I don’t think anyone would have ever called me a happy child; nor an unhappy one either. I was serious, ambitious, focused. Although I don’t think anyone could see it, I did, however, long for happiness. I believed that the fulfillment of my big ambitions would end in the ethereal happiness that I thought. I don’t think that I was entirely wrong. I still chase happiness. For me the happiness is in the fulfillment of a goal; I’ve never been particularly enamored of the “journey”.
That said, those big ideas have certainly changed over the years. Some faded away entirely like a pleasant but no longer relevant dream. Some still burn fiercely but now smolder under the surface of adult responsibilities like advocating for my trans daughter’s healthcare and cleaning up the shit of my elderly cat. Some have changed form so much I cannot recognize them; they hang like a giant glowing question mark in front of me and yet even though the outcome is unknown I want to get to the endpoint so badly I founder around desperately trying to figure them out.

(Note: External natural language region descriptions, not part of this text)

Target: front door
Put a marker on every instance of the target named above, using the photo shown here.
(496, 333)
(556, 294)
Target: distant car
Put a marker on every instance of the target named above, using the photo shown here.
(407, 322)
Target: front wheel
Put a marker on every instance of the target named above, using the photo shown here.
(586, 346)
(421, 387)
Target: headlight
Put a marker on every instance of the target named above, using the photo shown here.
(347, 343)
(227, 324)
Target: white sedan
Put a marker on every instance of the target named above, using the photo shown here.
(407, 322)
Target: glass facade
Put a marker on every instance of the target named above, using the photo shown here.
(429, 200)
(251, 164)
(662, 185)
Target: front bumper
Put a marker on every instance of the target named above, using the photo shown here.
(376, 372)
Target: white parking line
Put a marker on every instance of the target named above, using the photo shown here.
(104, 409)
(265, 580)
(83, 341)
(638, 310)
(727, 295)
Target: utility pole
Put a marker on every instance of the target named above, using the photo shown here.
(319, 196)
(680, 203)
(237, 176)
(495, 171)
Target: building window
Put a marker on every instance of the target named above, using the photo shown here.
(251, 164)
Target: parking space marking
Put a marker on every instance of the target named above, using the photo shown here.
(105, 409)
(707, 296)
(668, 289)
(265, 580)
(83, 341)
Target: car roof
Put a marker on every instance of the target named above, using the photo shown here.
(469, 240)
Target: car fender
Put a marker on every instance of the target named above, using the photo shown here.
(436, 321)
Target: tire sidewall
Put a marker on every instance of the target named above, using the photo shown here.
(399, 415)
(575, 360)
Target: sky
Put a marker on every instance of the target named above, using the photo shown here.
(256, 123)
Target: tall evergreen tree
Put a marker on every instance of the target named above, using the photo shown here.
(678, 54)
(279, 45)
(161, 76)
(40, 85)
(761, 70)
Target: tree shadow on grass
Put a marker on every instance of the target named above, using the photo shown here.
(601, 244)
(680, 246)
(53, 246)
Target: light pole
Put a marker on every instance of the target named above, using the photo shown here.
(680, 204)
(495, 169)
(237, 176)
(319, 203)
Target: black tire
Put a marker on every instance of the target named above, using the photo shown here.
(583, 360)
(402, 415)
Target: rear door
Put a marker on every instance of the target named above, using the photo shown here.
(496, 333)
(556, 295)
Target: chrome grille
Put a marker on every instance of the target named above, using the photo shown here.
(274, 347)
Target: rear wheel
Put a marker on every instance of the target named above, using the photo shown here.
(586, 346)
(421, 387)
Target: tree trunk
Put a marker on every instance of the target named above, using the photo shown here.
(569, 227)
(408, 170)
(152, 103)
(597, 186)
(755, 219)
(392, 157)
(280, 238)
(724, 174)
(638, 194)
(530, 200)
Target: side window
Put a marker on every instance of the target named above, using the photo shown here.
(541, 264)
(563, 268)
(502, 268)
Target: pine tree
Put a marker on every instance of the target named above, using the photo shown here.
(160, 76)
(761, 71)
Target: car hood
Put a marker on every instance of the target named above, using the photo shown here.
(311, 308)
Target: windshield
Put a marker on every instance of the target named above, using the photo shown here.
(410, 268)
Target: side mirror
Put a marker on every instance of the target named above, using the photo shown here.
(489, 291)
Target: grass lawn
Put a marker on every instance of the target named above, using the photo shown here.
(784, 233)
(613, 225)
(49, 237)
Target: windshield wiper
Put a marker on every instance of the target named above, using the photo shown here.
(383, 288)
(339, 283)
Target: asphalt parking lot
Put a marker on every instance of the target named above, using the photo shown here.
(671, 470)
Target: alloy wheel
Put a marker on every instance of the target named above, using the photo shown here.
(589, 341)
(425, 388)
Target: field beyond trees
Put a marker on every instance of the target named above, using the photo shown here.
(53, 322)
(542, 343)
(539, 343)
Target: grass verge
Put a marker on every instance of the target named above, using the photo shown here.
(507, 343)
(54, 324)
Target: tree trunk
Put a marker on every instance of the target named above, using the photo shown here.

Life has been necessarily small the past few years. Small children, small life. With each child I remember feeling that around age three and half something of their babyhood slipped away; irrevocably lost. Of course, with the first two children I was immersed in another baby. But now my Baby, my last, is three and half and I can feel the change in her and in me. I am looking outward again. Dreaming bigger. I feel an almost overwhelming ambitiousness, yet I know not what it is for. But I am hungry. Hungry to move on. Hungry to grow up. Hungry to be somebody; somebody besides the mother of small people.